Il examina la clôture et le portillon, espérant qu'il était ouvert pour ne pas avoir à l'enjamber et ne pas rendre Levi encore plus irritable. Si c'était même possible, à en juger par son regard noir du jour précédent. Heureusement pour Eren, le portail s'ouvrit facilement, mais il commença à transpirer juste à la pensée de devoir frapper à la porte.
Sa tête emplie de scénario plus malheureux les uns que les autres, Eren se dirigea vers la porte d'entrée en pilotage automatique et frappa trois coups.
Il attendit un peu et ne recevant aucune réponse, il frappa encore, sentant son courage s'accroître. Peut-être que Levi n'était pas là.

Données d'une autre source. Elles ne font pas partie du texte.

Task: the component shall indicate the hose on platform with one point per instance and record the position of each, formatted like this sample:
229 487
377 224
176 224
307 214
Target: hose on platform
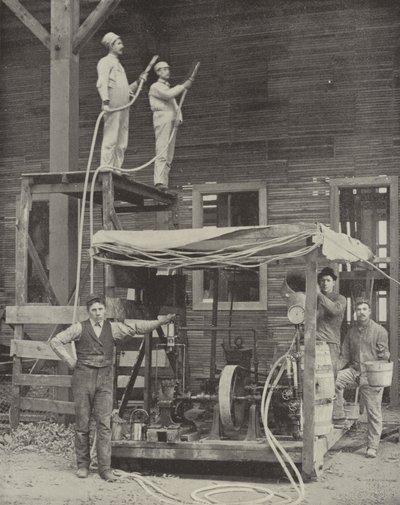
206 495
113 169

Mais hélas il entendit des pas sur le parquet à l'intérieur. La porte s'ouvrit, révélant le propriétaire de la maison.
Eren afficha son plus beau sourire. "Salut ! Désolé de te déranger...
- Alors pourquoi ?
- Pourquoi quoi ?
- Alors pourquoi es-tu en train de me déranger ?

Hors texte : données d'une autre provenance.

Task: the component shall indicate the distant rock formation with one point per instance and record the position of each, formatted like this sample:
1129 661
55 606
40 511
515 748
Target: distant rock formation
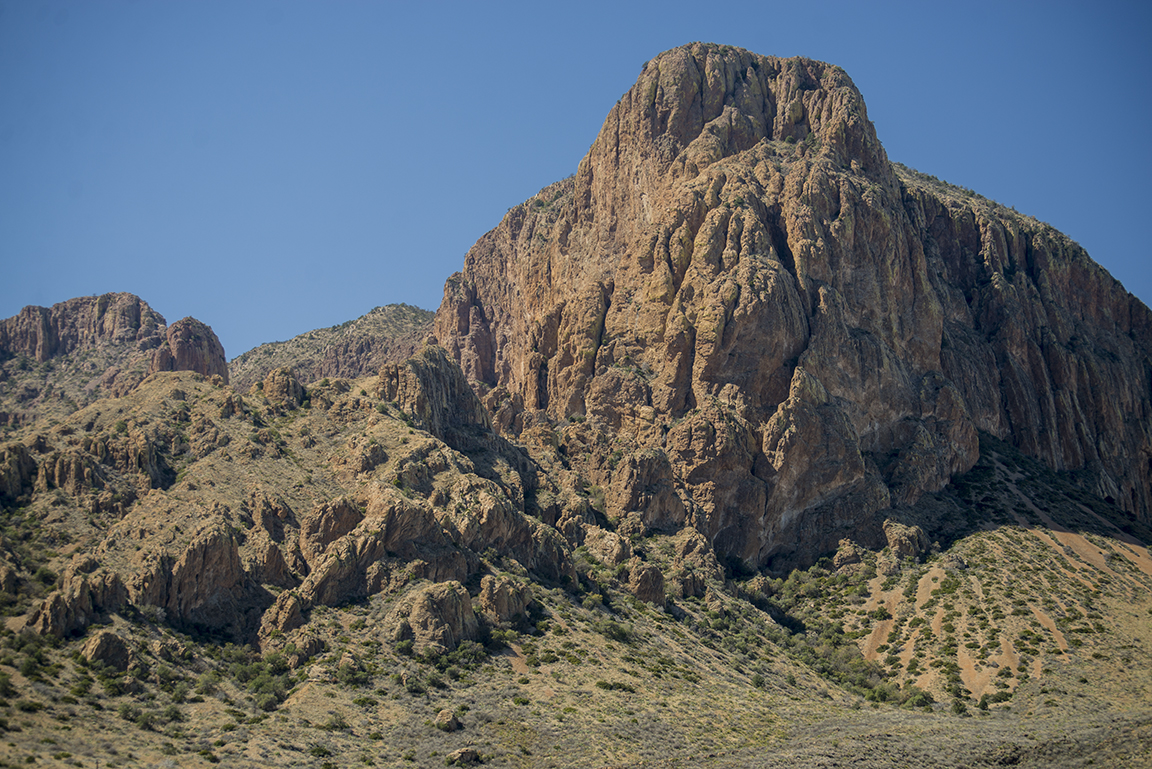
739 280
191 347
84 322
357 348
57 359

- Parce que, euh..., Eren perdit rapidement son air décontracté. Je pensais t'apporter quelques biscuits... Pas mes biscuits parce que je ne sais pas comment faire des biscuits... Ce sont les biscuits de ma mère. Enfin pas les siens, ce sont les tiens maintenant, mais c'est elle qui les a faits..."
Ce n'était pas trop mal, non ?
Les sourcils de Levi tiquèrent. "Tu m'as apporté des biscuits.

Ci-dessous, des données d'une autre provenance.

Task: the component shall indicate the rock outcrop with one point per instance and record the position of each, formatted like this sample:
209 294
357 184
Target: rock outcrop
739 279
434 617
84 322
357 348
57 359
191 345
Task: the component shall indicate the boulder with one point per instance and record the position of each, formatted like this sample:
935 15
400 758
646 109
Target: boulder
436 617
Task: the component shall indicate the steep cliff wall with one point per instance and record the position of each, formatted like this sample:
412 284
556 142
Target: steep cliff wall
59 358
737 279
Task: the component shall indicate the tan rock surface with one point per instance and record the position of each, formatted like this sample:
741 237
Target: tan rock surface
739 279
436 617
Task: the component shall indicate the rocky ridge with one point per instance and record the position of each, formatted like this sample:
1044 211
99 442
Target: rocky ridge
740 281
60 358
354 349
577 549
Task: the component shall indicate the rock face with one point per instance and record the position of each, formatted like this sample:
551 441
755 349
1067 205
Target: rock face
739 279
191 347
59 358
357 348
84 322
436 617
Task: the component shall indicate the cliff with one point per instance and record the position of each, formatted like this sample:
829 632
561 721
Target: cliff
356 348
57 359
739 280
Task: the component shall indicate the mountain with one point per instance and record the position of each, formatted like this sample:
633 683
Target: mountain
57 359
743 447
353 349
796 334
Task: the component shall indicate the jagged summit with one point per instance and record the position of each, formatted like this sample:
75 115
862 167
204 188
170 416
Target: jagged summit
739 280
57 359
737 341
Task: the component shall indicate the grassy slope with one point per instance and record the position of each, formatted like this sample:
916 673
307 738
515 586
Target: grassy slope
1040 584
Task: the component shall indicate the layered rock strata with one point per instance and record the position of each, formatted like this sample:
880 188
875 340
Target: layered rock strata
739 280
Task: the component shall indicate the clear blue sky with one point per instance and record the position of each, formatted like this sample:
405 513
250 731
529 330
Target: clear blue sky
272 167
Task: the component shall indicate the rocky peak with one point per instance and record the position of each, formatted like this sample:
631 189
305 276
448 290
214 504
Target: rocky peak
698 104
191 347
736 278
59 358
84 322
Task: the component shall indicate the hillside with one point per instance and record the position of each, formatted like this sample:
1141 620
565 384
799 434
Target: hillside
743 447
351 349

- Ouais ! Pour, tu sais, le dérangement... La fenêtre et tout. Tu peux les prendre comme des biscuits d'excuses.
- Ne t'ai-je pas déjà dit de ne pas t'excuser si ce n'est pas ta faute ?"
Eren soupira. "Oui, oui tu l'as fait. Mais c'est aussi un remerciement pour... Ma mère croit que tu es le Levi-heichou, alors ce sont aussi des biscuits de gratitude... E-Es-tu ce Levi ? Le héros ?
- Je suis Levi-heichou, répondit Levi, son visage s'assombrissant soudainement, mais je ne suis pas un foutu héros. Je n'ai pas besoin de tes gâteaux", grogna-t-il en claquant la porte.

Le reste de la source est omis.